Señaló hacia la ventana, más allá del campo de juegos. Desde que el primer día había visto el páramo con Leverthal, éste se hallaba más poblado de malas hierbas que entonces. Creeley señaló un muro de ladrillos escondido tras un pequeño grupo de arbustos.
—¿Lo ve, señor?
—Sí, lo veo,
—Ésa es la pocilga, señor.
Otra carcajada.
—¿Qué es tan divertido? —preguntó a la clase. Una docena de cabezas se inclinaron atentas sobre su trabajo.
—Yo no iría allí, señor. Está tan alto como una jodida cometa.

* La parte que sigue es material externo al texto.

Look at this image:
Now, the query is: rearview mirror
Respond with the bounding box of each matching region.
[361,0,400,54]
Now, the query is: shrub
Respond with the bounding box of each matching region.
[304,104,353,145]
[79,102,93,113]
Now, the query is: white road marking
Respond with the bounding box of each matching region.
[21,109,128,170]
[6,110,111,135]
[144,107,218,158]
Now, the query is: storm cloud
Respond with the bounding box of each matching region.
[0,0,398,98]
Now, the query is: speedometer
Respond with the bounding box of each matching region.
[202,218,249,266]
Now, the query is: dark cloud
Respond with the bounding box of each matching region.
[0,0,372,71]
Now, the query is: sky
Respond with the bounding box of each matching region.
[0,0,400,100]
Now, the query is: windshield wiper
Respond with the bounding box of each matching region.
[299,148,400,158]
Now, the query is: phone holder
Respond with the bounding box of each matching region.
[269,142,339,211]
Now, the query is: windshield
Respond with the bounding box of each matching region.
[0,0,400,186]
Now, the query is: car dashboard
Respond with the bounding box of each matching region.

Creeley no estaba exagerando. Incluso con el relativo frescor del atardecer, el olor que provenía de la granja revolvía el estómago. Redman tan sólo tuvo que guiarse por su olfato. Las cabañas que había visto desde la ventana de su aula fueron saliendo poco a poco de su escondido refugio. Unas cuantas casuchas de hierro oxidado y madera podrida, un gallinero, y una pocilga de ladrillo era todo lo que la granja ofrecía. Como Creeley había dicho, no era ni siquiera una granja. Parecía un pequeño Dachau domesticado; sucio y abandonado. Evidentemente, alguien daba de comer a los pocos prisioneros: algunas gallinas, media docena de gansos, los cerdos, pero nadie parecía haberse preocupado de limpiarlos. Había un insoportable olor a podrido. Los cerdos, en particular, vivían sobre un lecho de sus propios excrementos, innumerables islas de estiércol cocidas al sol y pobladas por miles de moscas.

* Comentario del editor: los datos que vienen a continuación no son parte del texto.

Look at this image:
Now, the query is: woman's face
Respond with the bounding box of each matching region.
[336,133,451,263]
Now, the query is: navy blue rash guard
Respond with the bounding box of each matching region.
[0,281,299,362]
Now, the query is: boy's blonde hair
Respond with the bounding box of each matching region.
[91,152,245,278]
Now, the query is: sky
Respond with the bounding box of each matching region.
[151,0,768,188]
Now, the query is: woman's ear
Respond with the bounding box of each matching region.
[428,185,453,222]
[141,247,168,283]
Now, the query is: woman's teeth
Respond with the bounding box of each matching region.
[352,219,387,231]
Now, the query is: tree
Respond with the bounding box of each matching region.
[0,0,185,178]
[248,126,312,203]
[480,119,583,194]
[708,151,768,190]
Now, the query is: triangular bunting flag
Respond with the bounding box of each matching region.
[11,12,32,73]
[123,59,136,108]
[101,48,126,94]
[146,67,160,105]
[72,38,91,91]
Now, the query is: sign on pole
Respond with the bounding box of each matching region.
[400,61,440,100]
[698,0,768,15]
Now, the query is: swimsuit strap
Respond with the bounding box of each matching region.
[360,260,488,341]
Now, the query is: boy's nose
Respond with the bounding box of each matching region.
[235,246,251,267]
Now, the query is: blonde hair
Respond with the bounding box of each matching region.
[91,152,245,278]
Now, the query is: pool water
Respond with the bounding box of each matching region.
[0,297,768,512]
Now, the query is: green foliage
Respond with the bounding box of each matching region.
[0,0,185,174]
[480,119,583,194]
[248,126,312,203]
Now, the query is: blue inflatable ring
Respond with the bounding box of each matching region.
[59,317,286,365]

La pocilga estaba dividida en dos compartimentos diferentes, separados por un alto muro de ladrillo. En el patio de uno de ellos había un pequeño cerdo moteado tumbado sobre los excrementos, con el lomo repleto de garrapatas y chinches. En el interior, se podía ver, a pesar de la oscuridad, otro cerdo más pequeño tumbado sobre la paja espesada por los excrementos.
Ninguno mostró el más mínimo interés en Redman.

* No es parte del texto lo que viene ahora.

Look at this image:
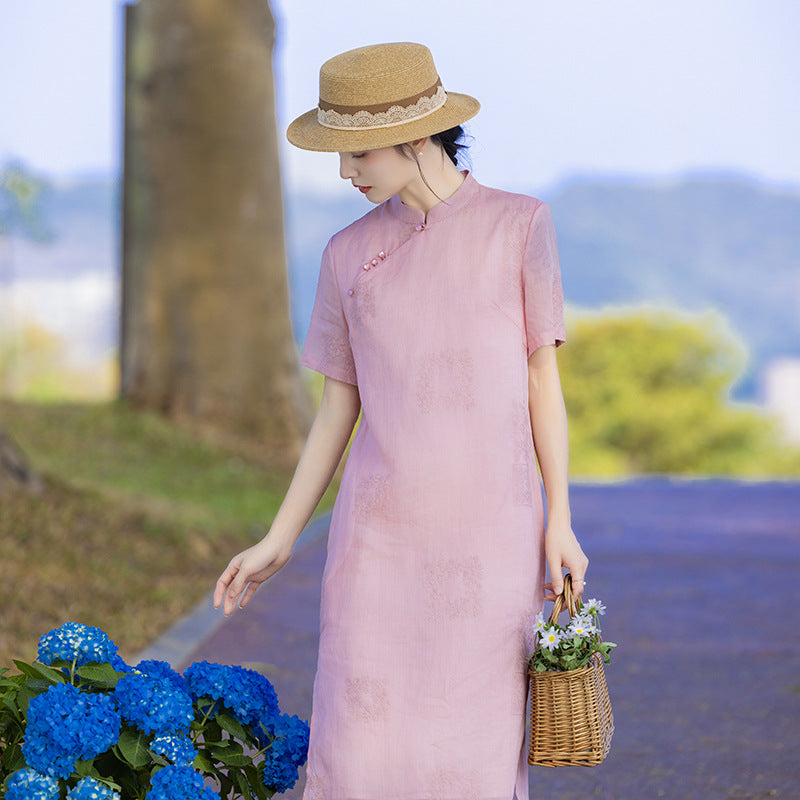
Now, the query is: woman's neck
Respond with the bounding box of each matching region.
[398,147,464,214]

El otro compartimento parecía vacío.
No había excrementos en el patio y apenas había moscas entre la paja. No obstante, el asfixiante olor a excrementos no era menor. Redman estaba a punto de volverse, cuando oyó un ruido que provenía del interior. Una forma inmensa se movió. El ex policía se apoyó en el portalón de madera y, aguantando la respiración, se asomó por encima de la puerta de la pocilga.
El cerdo salió a mirarlo. Tenía tres veces el tamaño de sus compañeros. Era una cerda inmensa que muy bien podría haber sido la madre de los inquilinos que habitaban el compartimento adyacente. Pero, mientras sus lechones tenían un aspecto sucio y lamentable, la cerda estaba inmaculada. El color rosa de su piel irradiaba buena salud. Su inmenso tamaño impresionó a Redman. Debía pesar el doble que él, supuso; una formidable criatura. Un animal fascinante en un inmenso volumen. Unas delicadas pestañas rubias y una suave curva sobre el brillante hocico adornaban una cabeza, afeada tan sólo por unas toscas cerdas que despuntaban sobre las orejas caídas, una aceitosa y escrutante mirada brillaba en sus oscuros ojos marrones.
Redman, un hombre de ciudad, había tenido pocas ocasiones de haber visto la realidad antes de tenerla en el plato. Esta magnífica criatura fue una revelación. El mal concepto que siempre había tenido de los cerdos, sinónimo de suciedad, aparecía, ahora, como una completa falsedad ante sus ojos.